Even in my own city, three thousand miles from the center of the crimes, there was wild confusion at the announcement of this second spectacular murder. The reader may recall the international effects of the infamous “Ripper” crimes which terrified London a few decades ago and he will understand how rapidly the Head-hunter’s fame spread through crime-conscious America. Both murders were made particularly mysterious because of the disappearance of the victims’ heads. I knew the damaging influence which these doings would produce upon Carse, for he had always been interested in decapitations, and his thesis at the University of Graz had been based upon the mad career of Emil Drukker, the Head-hunter of Cologne.
I wrote again to Carse and begged him to abandon his studies in these new murders, but, as before, his response was cold and discouraging. There was a wild and almost fanatical tone in his letter which was indicative of his obsessed mind, and an ugly premonition occurred to me that this would be the breaking-point of his career.
The third and fourth murders, so horribly identical with the first two, came about at weekly intervals, and the city was in the grip of strangling terror. There was no rime or reason for the crimes, and yet the diabolical precision of the murderer seemed to indicate he was a madman of uncanny intelligence. In all four cases his victims were vagabonds and people of the lowest order. In none of the murders had the victim been assaulted, but the head had disappeared, seemingly for ever. There was not a shred of evidence pointing to the solution, and, except that the police knew him to be a homicidal maniac, there was not a single person in a city of several millions whom they could call the murderer. Far worse than the four murders committed was the belief that they would continue week after week to an indeterminable conclusion.
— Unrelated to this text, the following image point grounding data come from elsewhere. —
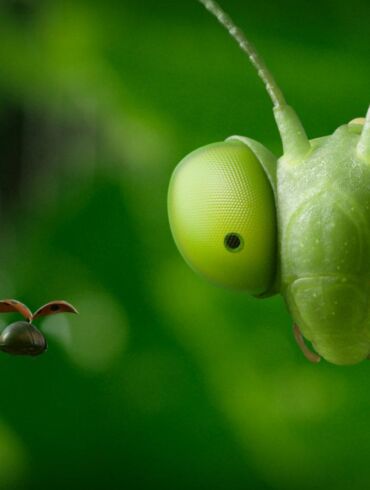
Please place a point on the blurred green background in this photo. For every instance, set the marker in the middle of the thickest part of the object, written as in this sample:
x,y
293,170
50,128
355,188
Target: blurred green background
x,y
163,381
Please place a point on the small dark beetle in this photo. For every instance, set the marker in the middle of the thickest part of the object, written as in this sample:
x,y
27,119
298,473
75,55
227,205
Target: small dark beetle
x,y
22,338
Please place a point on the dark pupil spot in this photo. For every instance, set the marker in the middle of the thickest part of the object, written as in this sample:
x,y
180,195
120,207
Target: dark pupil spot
x,y
232,241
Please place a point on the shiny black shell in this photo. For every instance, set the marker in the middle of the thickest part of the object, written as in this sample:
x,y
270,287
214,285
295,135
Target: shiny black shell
x,y
22,339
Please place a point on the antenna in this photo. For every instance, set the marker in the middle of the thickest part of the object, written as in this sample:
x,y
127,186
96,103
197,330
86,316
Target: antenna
x,y
293,135
262,70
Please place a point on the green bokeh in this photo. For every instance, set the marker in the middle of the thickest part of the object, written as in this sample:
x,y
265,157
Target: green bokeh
x,y
163,381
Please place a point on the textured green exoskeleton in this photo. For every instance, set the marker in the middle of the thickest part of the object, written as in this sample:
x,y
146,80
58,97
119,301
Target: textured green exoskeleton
x,y
298,225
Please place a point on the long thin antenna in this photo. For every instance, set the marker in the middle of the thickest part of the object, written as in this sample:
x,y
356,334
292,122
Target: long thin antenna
x,y
293,135
262,70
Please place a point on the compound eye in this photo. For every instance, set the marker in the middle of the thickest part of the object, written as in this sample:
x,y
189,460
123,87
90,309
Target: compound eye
x,y
222,216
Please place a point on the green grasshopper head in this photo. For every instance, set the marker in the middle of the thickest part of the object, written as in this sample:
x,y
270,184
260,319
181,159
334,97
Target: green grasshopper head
x,y
222,216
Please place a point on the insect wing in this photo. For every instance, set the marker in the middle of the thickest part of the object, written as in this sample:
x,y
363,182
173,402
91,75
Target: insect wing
x,y
54,307
12,305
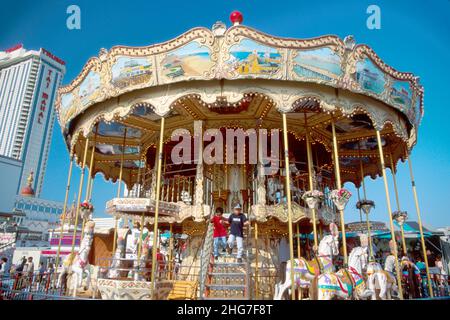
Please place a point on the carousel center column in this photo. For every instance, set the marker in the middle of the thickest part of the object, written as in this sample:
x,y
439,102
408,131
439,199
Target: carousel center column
x,y
388,202
155,222
289,204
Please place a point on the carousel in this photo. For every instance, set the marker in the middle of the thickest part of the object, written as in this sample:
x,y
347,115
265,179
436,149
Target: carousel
x,y
179,126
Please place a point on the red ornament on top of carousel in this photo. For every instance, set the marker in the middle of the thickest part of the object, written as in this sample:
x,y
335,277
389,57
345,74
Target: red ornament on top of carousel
x,y
236,17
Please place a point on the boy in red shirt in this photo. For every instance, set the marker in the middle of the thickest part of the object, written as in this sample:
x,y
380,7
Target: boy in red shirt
x,y
220,231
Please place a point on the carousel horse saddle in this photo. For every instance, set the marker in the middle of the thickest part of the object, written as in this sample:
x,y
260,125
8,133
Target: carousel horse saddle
x,y
390,277
317,265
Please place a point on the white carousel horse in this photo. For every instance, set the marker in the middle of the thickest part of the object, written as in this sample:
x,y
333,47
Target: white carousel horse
x,y
346,283
119,256
305,271
76,265
382,280
273,185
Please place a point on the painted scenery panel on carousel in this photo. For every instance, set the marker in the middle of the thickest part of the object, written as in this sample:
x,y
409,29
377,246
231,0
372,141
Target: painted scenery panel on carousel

I left for the city by plane on the evening of the discovery of the fifth victim, and during the trans-country flight I read Carse’s own statement in the Metropolitan Gazette citing the crime as an atavistic expression of animalism. The fact that two of the five victims had been men, according to Carse’s theory, belied the popular suspicion that the criminal was a homicidal sadist. Carse expressed the belief that the murderer was in the grip of some inherent savagery, and that the ghastly murders would continue until he wore himself out by the sheer expenditure of energy.
I reached the city shortly after sundown, and at once I felt the awful tension which had settled upon everyone in it. Men and women moved furtively, airport officials and police examined every strange face with cold and scrutinizing suspicion, and even my taxi-driver, a small mousy man, kept his fear-laden dark eyes continually reverting to the mirror as he whirled me through the slight evening traffic. I was surprized, therefore, in view of this mutual distrust, to find that Jason Carse, a veteran criminalist, had discharged all of his servants and was living alone in his grim house behind a barricaded door.
The most unpleasant shock was the unaccountably cold manner in which Carse received my visit, and his positive annoyance that I had forced myself so unexpectedly upon him. He would not explain why he had discharged his servants, nor the secluded life he was now leading, but there was little difficulty in realizing the fatiguing effects which these recent 440 crimes had pronounced upon him. He was virtually a stranger as we met in the hallway and shook hands.
“I wish you’d go to a hotel,” he said bluntly. “I don’t want anyone here.”
But I didn’t go to a hotel. I told him flatly that there was no other course open to me but to stay and take care of him; for obviously he wasn’t taking care of himself, and his dismissal of the household help had precipitated a needless burden on his already over-laden shoulders. He needed food, for he was thin to emaciation, and I made him dress at once and accompany me to a restaurant where I saw that he ate a decent meal. I then led him to the theater, a particularly lively musical comedy, and kept him in his seat until the curtain had fallen. But my efforts seemed of no avail, as he was continually depressed and absorbed in his own reflections. That night before retiring he came to my room and again asked me to leave.
“It’s for your own good,” he said with strange harshness. “For God’s sake believe what I say!”